There is nothing I can do but I guess I'm just venting. Of all the people we invited to the wedding those two were the last two we'd expect to do something like that. Oh well, I just don't want to write a thank you note. I know it's not right but I can't bring myself to actually do it.

Sol
01-14-2007, 07:33 PM
I sent all the people who didn't bring a gift/card but attended the wedding a heartfelt thank you card thanking them for being a part of our special day. I figured that if we had lost any gift in the mail or anything, the note would subtly imply so. Surprisingly enough, one of my friends brought a gift to my parents' house after I had moved out, so who knows, maybe the note did more than it was intended to. When my brother got married, he had had a mishap at the place he was registered and he didn't receive some gifts that had been purchased (until he decided to bring it up and ask his close friends, as awkward as it felt), so writing those notes gave me peace of mind.

I didn't do anything about my friend who RSVPed yes, told me she was coming when I called her a week before the wedding, and yet didn't show up and didn't contact me afterwards, though. I guess I was just too stunned.

curlywig
05-20-2007, 02:48 PM
I wouldn't do a thing. On your behalf, not doing anything is the classiest way to go, IMO. If I were her, had I not received a "thank you" at some point, I'd have called to make sure you received a gift. So, if she did send one and it got lost, that's what she should have done.

With our wedding, there were 2 guests who sent gifts that were never received. When they didn't get thank you cards from us, they called to check and the mess got sorted out. Good that they called though b/c we had no reason to know anything was missing.

MLA
05-20-2007, 03:05 PM
Why is this still being discussed? The thread's almost a year old.
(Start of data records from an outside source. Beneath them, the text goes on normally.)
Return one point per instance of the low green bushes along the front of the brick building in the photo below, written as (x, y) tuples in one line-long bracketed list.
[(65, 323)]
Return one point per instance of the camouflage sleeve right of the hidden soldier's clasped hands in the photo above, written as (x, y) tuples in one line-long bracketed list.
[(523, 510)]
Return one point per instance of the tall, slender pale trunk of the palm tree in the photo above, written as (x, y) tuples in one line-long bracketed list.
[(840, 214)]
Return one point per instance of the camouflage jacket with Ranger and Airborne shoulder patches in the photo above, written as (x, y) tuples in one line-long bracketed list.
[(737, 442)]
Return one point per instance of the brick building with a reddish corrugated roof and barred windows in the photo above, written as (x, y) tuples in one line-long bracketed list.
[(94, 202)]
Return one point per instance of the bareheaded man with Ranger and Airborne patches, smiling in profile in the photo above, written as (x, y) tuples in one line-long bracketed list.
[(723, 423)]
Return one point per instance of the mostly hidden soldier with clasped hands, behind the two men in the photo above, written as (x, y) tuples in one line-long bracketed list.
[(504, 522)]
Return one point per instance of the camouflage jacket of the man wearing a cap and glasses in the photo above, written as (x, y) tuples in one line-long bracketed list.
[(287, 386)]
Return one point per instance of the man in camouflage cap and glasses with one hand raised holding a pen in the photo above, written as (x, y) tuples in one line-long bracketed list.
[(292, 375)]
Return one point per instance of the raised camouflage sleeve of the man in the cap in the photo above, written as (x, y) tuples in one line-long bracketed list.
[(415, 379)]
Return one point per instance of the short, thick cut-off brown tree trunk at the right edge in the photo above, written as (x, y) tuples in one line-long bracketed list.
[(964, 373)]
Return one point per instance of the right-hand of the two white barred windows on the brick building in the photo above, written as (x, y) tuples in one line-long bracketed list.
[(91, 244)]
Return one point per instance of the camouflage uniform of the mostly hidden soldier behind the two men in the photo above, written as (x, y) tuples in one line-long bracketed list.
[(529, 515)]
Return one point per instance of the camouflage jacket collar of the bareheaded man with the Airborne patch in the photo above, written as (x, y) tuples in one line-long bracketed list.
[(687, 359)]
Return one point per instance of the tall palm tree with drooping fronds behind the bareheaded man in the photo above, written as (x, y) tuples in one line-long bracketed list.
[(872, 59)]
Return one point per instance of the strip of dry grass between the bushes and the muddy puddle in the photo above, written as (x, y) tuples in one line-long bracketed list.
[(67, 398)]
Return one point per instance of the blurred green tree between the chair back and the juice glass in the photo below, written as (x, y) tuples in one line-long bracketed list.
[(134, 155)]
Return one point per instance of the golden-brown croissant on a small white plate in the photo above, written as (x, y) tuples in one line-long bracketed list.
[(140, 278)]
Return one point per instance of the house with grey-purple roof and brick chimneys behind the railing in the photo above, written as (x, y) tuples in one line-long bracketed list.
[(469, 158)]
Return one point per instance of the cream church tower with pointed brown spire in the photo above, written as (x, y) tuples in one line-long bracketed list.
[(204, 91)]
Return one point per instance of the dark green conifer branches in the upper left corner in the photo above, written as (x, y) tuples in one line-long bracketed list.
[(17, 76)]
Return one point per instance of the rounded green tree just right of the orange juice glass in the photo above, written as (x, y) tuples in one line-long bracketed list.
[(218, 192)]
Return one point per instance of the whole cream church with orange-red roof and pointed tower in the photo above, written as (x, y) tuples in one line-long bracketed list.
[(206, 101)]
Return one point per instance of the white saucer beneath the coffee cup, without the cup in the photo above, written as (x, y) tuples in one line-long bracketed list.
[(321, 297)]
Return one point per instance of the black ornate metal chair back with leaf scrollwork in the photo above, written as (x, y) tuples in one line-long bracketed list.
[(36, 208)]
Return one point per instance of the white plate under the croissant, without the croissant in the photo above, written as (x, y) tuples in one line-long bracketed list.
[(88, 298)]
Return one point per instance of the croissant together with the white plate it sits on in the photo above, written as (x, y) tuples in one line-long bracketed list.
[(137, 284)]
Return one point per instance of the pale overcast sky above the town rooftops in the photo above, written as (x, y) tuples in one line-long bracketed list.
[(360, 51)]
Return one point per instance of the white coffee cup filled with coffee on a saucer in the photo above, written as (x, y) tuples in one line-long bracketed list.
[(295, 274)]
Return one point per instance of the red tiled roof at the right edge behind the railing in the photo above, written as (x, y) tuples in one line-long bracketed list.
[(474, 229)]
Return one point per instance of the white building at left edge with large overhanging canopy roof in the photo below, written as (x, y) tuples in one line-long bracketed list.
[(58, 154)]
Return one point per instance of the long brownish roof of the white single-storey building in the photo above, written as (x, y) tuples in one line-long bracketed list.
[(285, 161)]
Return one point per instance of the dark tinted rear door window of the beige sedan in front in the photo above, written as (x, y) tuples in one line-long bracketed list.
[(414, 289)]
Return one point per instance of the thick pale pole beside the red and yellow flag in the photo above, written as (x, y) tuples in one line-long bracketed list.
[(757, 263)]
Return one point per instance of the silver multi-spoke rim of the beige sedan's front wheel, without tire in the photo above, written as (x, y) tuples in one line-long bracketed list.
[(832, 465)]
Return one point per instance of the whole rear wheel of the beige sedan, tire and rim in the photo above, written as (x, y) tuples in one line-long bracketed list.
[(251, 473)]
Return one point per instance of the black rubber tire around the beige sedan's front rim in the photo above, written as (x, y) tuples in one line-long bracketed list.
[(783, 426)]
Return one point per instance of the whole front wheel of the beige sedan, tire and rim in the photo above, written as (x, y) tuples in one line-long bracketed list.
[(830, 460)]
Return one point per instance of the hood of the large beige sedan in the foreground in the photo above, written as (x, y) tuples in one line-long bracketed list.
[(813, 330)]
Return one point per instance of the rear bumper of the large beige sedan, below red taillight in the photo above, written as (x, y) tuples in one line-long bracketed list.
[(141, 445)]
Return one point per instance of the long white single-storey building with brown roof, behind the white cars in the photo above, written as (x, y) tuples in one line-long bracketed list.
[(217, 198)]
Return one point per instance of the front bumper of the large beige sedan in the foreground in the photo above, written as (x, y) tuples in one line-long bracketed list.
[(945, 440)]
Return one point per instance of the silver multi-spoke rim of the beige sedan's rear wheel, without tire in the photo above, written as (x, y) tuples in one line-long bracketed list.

I have a feeling that the OP's figured out what she wants to do . . .

udsweetpea
05-20-2007, 06:25 PM
I'm wondering what the OP ended up doing. I'm thinking the OP's friend did mail the gift and it got lost in the mail since she did say she was mailing it.

Sami
05-21-2007, 09:59 AM
How funny I happened across this post - ok, the update is that she did send a gift, late last summer! With a card telling me how late the presesnt was but she just kept putting off mailing it. It was a really pretty glass bowl with 4 matching serving dishes. I like it a lot!